Paul Appelbaum, MD, practicing psychiatrist and professor of psychiatry at Columbia University, New York City, told Medscape Medical News a big question with any type of new technology is whether it really makes a difference in outcomes.

He noted that passive monitoring technologies being developed for the detection of early relapse are promising. “But the rubber hits the road when we can demonstrate that outcomes, not just in controlled studies but in real-world settings, actually improve. And we’re not there yet,” said Appelbaum, who is also director of the Division of Law, Ethics, and Psychiatry at Columbia.

Regarding chatbots, Appelbaum said there are several “obvious” ethical considerations. First, it is imperative that individuals are told exactly who (or what) they’re interacting with upfront and what the degree of human oversight might be. For example: If a chatbot responds inappropriately, how quickly can that be detected and then followed up with human intervention?

He also pointed out some privacy concerns. “Who exactly has access to the interactions and to what extent the privacy of the patients is protected are extremely important issues,” he said.

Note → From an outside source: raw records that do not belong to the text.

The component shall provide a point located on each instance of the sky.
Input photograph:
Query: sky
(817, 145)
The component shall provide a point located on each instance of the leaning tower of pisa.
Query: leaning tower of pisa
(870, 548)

Appelbaum said he believes researchers are very careful with this, but as commercial apps become readily available, “the degree of care about protecting patient privacy may not be the same.”

In fact, the American Psychological Association sent a letter to the Federal Trade Commission in December about concerns it has with “underregulated development and deceptive deployment of generative AI or enabled technologies,” especially chatbots that represent themselves as therapists. It added that safeguards need to be put in place.

Advice for Clinicians: Get Ready

Still, new digital options are coming — and in some cases, are already here. The takeaway message for clinicians is that they should “get prepared” for what’s coming down the research pike by reading up on everything they can and trying out various small apps in order to become comfortable with the overall technology, Torous said.

“Medication and therapy can be effective. But if we could give patients the full range of evidence-based tools, including technology, that would be a big win,” he said.

Siddals agreed that clinicians should get familiar with these tools because “it’s coming, and I think it’s going to get much more prevalent.”

He added that there shouldn’t be a worry that AI or other tech will take away jobs but should be viewed instead as a possible assistant that is available 24/7, if needed.

“Would I ask patients about these tools? Yes. Would I recommend any of them? That’s harder because we don’t yet have strong evidence on effectiveness [for schizophrenia] or on safety. We don’t know enough about what the parameters should be,” Siddals concluded.

Torous, Siddals, and Appelbaum reported having no relevant financial relationships.